For other services to be acknowledged as compensable under RESPA, they should be identifiable and meaningful services akin to those identified. Paragraph II-C.

However, to be legal, the payment must be reasonably related to the services performed. In paragraph II-D of the 1999-1 Statement of Policy, HUD stated that payments must be commensurate with that amount normally charged for similar services, goods, or facilities. HUD also explains that it is not necessary to distinguish between services that benefit the borrower and those that benefit the lender since either type of services benefits both by making the transaction possible.

Violations

Any person who violates provisions under Section 2607 will be fined up to $10,000 or imprisoned for not more than one year. 12 USC § 2607(d)(1). In addition, violators will be joint and severally liable to the persons charged for the settlement service involved in violation in an amount equal to three times the amount of any charge paid for the settlement service. 12 USC § 2607(d)(2). The court may also award the prevailing party in a civil suit the court costs of the action together with reasonable attorneys fees. 12 USC § 2607(d)(5). Finally, the Secretary, the Attorney General of any state, or the insurance commissioner of any state may bring an action to enjoin violations under 12 USC § 2607.

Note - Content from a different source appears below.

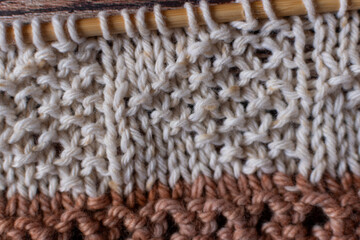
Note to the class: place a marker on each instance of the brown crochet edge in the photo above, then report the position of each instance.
(269, 207)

Seller Required Title Insurance

A seller of property that will be purchased with the assistance of a federally related mortgage loan may not require, either directly or indirectly, that title insurance covering the property be purchased by the buyer from any particular title company as a condition to selling the property. 12 USC § 2608(a). A seller in violation is liable to the buyer in an amount equal to three times all charges made for the title insurance. 12 USC § 2608(b).

Limitations on Escrow Accounts

A lender in connection with a federally related mortgage loan may not require a borrower to deposit in an escrow account an aggregate sum in excess of a sum that will be sufficient to pay taxes, insurance premiums and other charges attributable to the period beginning on the last date on which the charge would have been paid and ending on the date of its first full installment payment under the mortgage plus one-sixth the estimated total amount of the charges. 12 USC § 2609(a)(1). In addition, a lender may not in a given month require the borrower to deposit in excess of one-twelfth of the total amount of estimated charges plus an amount to maintain a balance of no more than one-sixth the estimated total charges. 12 USC § 2609(a)(2). The servicer must notify the borrower not less than annually of any shortage of funds in the escrow account. 12 USC § 2609(b).

Conclusion

If you have concerns about the behavior of other parties to a real estate transaction, the HUD website describes how a person can file a complaint if he or she feels there was a violation of one of the provisions in RESPA. A complaint must outline the violation and identify the violators by name, address, and phone number. The person filing the complaint should also provided his/her own name and phone number so HUD can ask follow up questions.